Il parallelo tra Assange e Burke ha del ridicolo, visto che il secondo non era affatto “ingiustamente detenuto”: aveva disatteso, più volte, una specifica ordinanza.

Crudelini racconta i fatti così:

…è il maggio 2022 e il professor Enoch Burke viene sospeso a tempo indeterminato dal collegio della Chiesa d’Irlanda. Il motivo? Il docente ha usato il pronome sbagliato nei confronti di una sua alunna, anzi di un suo alunno che era nella fase di cosiddetta transizione sessuale. Invece di usare il neutro “they”, che corrisponde all’italiano “voi”, ha usato il maschile “he” che corrisponde a “lui”.

Tanto è bastato per far scattare la segnalazione alla scuola da parte del ragazzo o ragazza che dir si voglia e dei genitori. E l’istituto ha deciso così di adeguarsi all’ideologia dell’alunno, non solo sospendendo Burke, ma vietandogli l’accesso all’interno dell’edificio scolastico, come se fosse un molestatore qualsiasi.

Il docente ha però deciso di disattendere l’ordinanza, recandosi dentro l’edificio e venendo così arrestato: “Sono un insegnante e non voglio andare in prigione. Oggi volevo stare nella mia aula, e questo è il motivo per cui sono stato arrestato”, aveva detto Burke in quell’occasione.

Cerchiamo di analizzare i fatti. Le fonti che abbiamo rintracciato sono la BBC e l’Irish Times.

Partiamo con Irish Times che spiega l’antefatto, che risale al 2022:

La scuola lo ha (aveva) messo in congedo amministrativo retribuito a settembre in attesa di un procedimento disciplinare derivante dal suo comportamento durante un evento scolastico lo scorso giugno, dove aveva pubblicamente interrogato l’allora preside in merito a una precedente disposizione data agli insegnanti che prevedeva di rivolgersi a un alunno in transizione con il nome scelto e usando il pronome “they” (loro).

Quindi abbiamo un insegnante che ha scelto di attaccare pubblicamente il proprio preside e la struttura in cui lavora, e che per questo è stato sospeso dall’insegnamento in quella scuola in attesa di un procedimento disciplinare che decida se sia il caso licenziarlo o meno.

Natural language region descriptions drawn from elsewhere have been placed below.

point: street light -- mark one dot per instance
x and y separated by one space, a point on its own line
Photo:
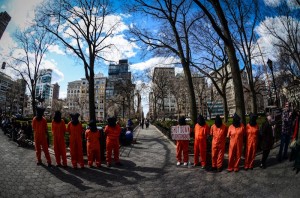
270 64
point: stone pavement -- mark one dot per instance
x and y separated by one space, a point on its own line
149 170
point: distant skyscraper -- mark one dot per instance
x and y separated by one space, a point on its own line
55 91
4 20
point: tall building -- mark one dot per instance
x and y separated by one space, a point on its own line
119 90
163 102
55 91
4 20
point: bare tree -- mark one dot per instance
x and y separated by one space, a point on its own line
171 38
83 28
285 33
33 44
215 13
243 18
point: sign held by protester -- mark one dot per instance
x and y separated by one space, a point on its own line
180 132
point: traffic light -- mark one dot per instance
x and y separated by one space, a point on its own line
3 65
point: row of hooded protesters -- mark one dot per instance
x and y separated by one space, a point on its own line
236 134
74 127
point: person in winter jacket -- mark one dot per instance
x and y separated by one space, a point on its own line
40 129
112 131
182 146
251 142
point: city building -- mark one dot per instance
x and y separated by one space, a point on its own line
43 86
119 91
4 20
12 95
55 91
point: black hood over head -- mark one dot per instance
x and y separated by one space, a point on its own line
57 117
40 113
236 121
74 118
218 121
93 126
181 121
201 120
112 121
252 120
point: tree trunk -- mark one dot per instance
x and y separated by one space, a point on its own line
237 82
193 106
92 97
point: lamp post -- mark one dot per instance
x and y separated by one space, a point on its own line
270 64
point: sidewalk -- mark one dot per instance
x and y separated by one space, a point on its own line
148 170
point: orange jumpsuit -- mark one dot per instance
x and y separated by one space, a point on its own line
218 145
58 131
201 133
40 139
236 136
251 145
112 142
93 147
76 152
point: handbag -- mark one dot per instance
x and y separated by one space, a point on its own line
293 144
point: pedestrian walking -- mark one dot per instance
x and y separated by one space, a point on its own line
285 132
182 146
58 132
252 130
201 133
75 130
236 133
92 136
40 129
112 131
295 144
219 133
267 139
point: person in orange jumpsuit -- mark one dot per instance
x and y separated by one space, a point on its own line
219 132
92 136
112 131
236 133
251 142
75 130
182 146
58 132
201 133
40 129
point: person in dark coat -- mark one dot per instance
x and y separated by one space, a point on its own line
267 140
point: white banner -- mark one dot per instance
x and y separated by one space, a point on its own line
180 132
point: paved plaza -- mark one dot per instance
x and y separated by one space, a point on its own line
149 170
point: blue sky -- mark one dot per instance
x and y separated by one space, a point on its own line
67 69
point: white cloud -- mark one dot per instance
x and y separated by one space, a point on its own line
155 62
273 3
56 49
22 13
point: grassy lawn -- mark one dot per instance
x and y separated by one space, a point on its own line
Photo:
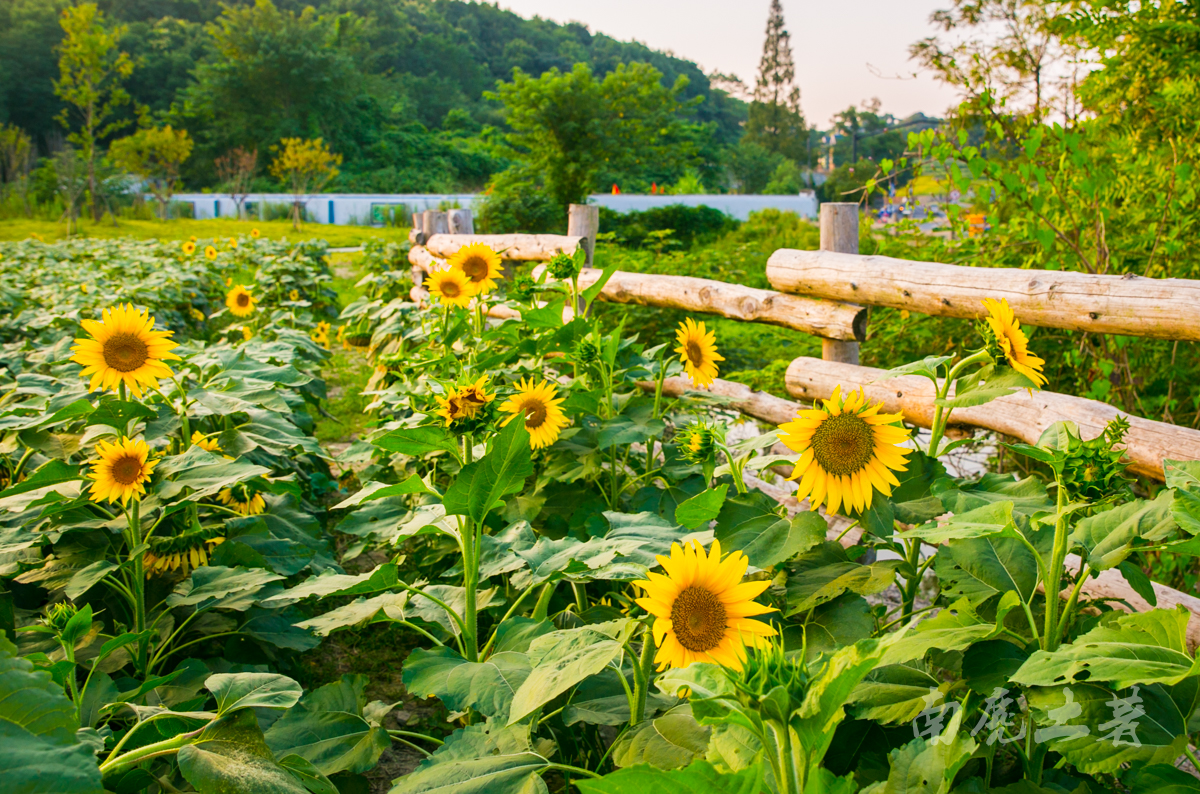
183 229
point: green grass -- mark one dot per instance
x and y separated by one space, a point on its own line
181 229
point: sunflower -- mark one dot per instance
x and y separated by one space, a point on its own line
1012 340
124 348
450 287
479 264
538 403
701 607
697 350
245 500
240 301
121 470
847 451
466 402
205 443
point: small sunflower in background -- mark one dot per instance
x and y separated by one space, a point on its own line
205 443
240 302
541 409
243 499
450 287
124 348
121 471
479 264
1015 346
702 608
849 451
697 350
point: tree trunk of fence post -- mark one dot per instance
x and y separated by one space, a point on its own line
461 222
583 221
839 232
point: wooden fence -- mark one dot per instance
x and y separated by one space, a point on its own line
825 293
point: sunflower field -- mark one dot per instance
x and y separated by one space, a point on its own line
600 588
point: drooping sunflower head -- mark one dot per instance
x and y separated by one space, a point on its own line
244 499
697 350
450 287
121 471
240 301
702 608
479 264
205 443
123 347
1007 332
849 451
541 409
465 403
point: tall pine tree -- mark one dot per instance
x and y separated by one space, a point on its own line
775 120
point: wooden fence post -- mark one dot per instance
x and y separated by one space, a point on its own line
461 222
839 232
583 221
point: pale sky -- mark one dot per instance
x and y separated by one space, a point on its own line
846 50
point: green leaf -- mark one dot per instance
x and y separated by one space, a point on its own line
1125 649
480 759
702 507
486 686
563 659
484 483
1161 732
700 777
1108 537
667 741
328 729
253 690
825 572
750 523
232 756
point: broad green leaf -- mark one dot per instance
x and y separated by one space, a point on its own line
1125 649
751 523
825 572
1080 721
1108 537
702 507
327 728
667 741
563 659
483 485
253 690
232 756
485 686
480 759
700 777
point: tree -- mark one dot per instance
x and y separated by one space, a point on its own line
235 169
91 68
305 166
571 127
775 120
16 161
156 155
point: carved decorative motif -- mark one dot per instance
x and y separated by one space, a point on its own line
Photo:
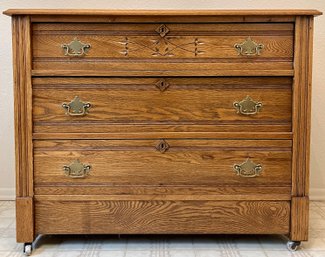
163 46
162 85
162 30
248 169
162 146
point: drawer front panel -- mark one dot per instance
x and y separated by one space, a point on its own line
163 103
163 162
163 217
76 46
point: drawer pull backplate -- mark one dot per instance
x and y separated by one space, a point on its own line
75 48
76 107
248 106
77 169
248 169
249 47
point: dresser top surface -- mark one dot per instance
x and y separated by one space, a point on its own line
278 12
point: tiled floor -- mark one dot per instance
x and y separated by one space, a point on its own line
163 246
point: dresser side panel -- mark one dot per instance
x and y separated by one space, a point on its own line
23 127
301 127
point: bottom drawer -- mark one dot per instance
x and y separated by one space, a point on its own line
161 217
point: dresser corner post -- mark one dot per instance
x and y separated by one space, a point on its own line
21 32
301 128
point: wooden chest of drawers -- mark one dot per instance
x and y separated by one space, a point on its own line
162 122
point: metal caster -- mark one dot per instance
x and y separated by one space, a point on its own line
293 245
28 248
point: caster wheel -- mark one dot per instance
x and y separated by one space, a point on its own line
28 249
293 245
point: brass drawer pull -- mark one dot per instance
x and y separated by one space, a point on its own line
249 47
76 107
75 48
77 169
248 106
248 169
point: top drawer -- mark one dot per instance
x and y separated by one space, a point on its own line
196 49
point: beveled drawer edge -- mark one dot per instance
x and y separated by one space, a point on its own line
153 135
230 197
146 73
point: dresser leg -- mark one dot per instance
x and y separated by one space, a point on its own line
293 245
299 219
28 248
25 220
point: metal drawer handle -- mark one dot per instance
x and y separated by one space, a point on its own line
75 48
249 47
77 169
248 169
76 107
248 106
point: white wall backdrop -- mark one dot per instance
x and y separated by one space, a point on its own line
7 166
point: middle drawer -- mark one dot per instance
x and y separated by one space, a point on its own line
163 162
162 104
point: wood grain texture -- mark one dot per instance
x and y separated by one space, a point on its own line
189 192
192 187
149 69
23 105
97 12
163 217
302 106
183 41
144 104
138 47
23 128
150 135
299 218
137 162
24 219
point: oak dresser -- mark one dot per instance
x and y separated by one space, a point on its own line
162 122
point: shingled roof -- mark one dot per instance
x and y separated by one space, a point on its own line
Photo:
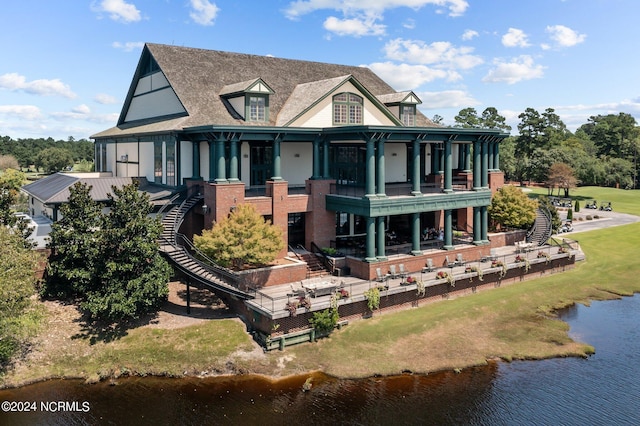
198 77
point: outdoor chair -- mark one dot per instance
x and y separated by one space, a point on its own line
392 271
429 266
403 272
379 277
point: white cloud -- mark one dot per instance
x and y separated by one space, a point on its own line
204 12
409 77
104 99
469 34
348 7
565 36
128 46
356 27
441 54
519 69
17 82
24 112
446 99
118 10
515 38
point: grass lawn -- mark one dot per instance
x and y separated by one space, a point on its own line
512 322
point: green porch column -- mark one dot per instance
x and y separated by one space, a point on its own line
221 163
316 159
415 234
477 226
196 159
448 231
212 161
477 163
485 165
233 161
485 225
448 167
371 240
380 169
467 157
325 159
380 236
371 170
276 160
415 178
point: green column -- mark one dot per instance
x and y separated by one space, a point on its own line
477 163
233 161
221 163
448 167
415 178
485 224
212 161
477 226
415 234
467 157
380 168
380 236
484 175
325 159
276 160
448 231
371 170
315 173
196 159
371 240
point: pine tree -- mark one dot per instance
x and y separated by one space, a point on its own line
244 238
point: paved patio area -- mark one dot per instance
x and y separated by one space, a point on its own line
273 300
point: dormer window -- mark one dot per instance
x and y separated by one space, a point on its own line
347 109
248 100
408 115
257 108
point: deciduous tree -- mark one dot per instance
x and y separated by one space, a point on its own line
511 208
242 238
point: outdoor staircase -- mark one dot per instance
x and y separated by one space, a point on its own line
315 267
178 249
542 228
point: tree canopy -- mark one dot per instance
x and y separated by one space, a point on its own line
512 208
110 261
242 238
17 280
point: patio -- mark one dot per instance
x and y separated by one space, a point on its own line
272 301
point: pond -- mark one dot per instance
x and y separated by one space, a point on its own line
602 389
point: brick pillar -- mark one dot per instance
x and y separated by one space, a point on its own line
278 190
320 224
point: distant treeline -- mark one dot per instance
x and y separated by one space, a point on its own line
26 150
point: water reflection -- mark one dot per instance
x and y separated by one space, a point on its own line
600 390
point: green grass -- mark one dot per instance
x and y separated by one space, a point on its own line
512 322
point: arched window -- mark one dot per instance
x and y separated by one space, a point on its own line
347 109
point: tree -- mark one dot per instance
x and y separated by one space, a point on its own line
492 120
109 261
242 238
53 160
561 175
17 279
10 183
74 245
467 118
511 208
131 275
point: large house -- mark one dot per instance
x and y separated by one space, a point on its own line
330 153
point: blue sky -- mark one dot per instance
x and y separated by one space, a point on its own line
67 64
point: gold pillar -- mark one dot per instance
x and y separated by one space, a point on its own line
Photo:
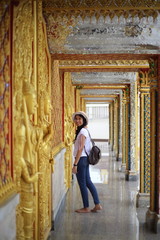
152 215
78 104
145 134
110 122
68 126
112 125
116 127
145 113
125 129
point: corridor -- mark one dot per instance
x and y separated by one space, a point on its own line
119 219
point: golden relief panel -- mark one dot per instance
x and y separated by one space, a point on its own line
123 63
45 130
7 186
101 3
97 8
24 114
57 98
68 126
33 130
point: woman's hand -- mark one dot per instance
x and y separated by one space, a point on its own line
74 169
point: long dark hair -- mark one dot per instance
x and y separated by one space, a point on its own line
80 127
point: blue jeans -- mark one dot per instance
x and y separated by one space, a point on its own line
84 181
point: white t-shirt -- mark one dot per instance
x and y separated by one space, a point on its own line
88 143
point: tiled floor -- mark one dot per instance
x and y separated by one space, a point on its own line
119 219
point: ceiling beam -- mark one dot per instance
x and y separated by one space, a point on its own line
115 56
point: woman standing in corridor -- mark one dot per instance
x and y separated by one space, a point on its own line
81 165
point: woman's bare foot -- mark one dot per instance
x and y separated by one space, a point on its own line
96 208
83 210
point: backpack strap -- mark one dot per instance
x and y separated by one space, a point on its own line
93 143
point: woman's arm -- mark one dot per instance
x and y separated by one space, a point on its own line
79 152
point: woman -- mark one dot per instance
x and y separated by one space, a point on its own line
81 165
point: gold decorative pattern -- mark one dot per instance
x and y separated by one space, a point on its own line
33 130
24 119
7 186
102 63
68 126
116 128
45 130
97 8
125 120
144 88
57 98
58 30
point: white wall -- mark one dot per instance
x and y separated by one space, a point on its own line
98 115
99 128
8 219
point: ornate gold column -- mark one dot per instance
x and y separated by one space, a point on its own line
145 113
125 129
68 126
116 127
111 142
78 104
110 122
153 213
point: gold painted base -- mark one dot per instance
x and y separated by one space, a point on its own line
153 221
142 200
123 167
131 175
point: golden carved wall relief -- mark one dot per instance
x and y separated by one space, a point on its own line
33 130
112 8
45 130
7 186
24 119
68 126
57 98
58 30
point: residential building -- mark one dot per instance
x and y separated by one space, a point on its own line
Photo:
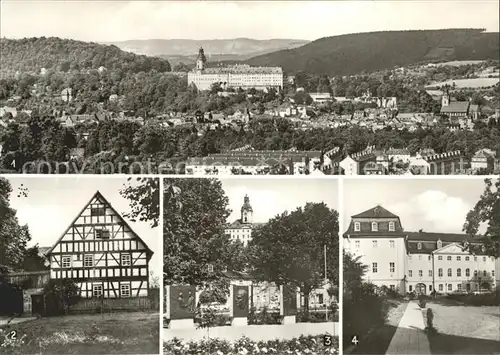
236 76
101 254
418 262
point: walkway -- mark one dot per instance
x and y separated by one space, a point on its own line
410 337
4 320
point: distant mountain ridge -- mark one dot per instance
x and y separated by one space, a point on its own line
354 53
186 50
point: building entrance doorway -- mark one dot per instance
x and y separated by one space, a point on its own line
420 289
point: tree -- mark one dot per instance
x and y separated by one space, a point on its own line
194 215
289 249
487 210
144 200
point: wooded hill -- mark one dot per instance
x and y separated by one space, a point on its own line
33 54
354 53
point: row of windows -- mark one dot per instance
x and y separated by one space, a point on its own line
357 227
97 290
392 267
89 260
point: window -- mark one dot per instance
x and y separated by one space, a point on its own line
88 260
125 290
97 290
98 211
391 227
101 233
126 260
66 261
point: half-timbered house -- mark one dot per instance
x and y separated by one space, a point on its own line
102 254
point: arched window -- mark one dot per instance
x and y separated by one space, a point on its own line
357 226
391 227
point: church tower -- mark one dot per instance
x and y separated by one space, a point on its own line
246 211
201 60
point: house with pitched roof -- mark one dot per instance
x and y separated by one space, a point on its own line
418 262
101 254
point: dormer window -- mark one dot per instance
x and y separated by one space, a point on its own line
357 226
391 227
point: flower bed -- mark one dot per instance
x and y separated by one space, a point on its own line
244 346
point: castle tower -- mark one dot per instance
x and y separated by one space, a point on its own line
201 60
246 211
445 100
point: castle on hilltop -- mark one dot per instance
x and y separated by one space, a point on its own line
236 76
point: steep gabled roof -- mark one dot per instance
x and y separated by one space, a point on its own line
99 195
376 212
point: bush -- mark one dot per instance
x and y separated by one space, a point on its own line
303 344
363 310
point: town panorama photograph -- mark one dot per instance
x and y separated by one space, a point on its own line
302 88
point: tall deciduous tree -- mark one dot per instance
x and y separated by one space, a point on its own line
487 210
144 200
195 212
289 249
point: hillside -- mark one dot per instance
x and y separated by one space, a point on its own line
238 47
33 54
353 53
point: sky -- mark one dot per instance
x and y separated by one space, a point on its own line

L’insegnante però decide di ignorare la sospensione e continua a recarsi a scuola, scuola che a quel punto lo denuncia alla magistratura per avviare un processo. Non è una questione di “trattarlo come un molestatore”, ma se un’azienda – la scuola, di fatto, in questi casi funziona come un’azienda, e gli insegnanti sono i dipendenti della stessa – decide per la sospensione dal lavoro di un dipendente e lui continua a recarsi al lavoro è abbastanza normale che l’azienda intervenga in maniera più diretta, anche coinvolgendo le forze dell’ordine. In questo caso l’insegnante, sostenendo che la sospensione violasse il suo credo religioso e la sua coscienza, ha continuato ad andare a scuola nelle ore previste dal suo contratto. La scuola pertanto ha avviato una denuncia nei suoi confronti, denuncia che è stata presa in carico da un tribunale. La denuncia quindi non ha nulla a che vedere con la scelta di non usare il pronome “they”, bensì col fatto che l’insegnante ha continuato a presentarsi in un luogo da cui era stato allontanato.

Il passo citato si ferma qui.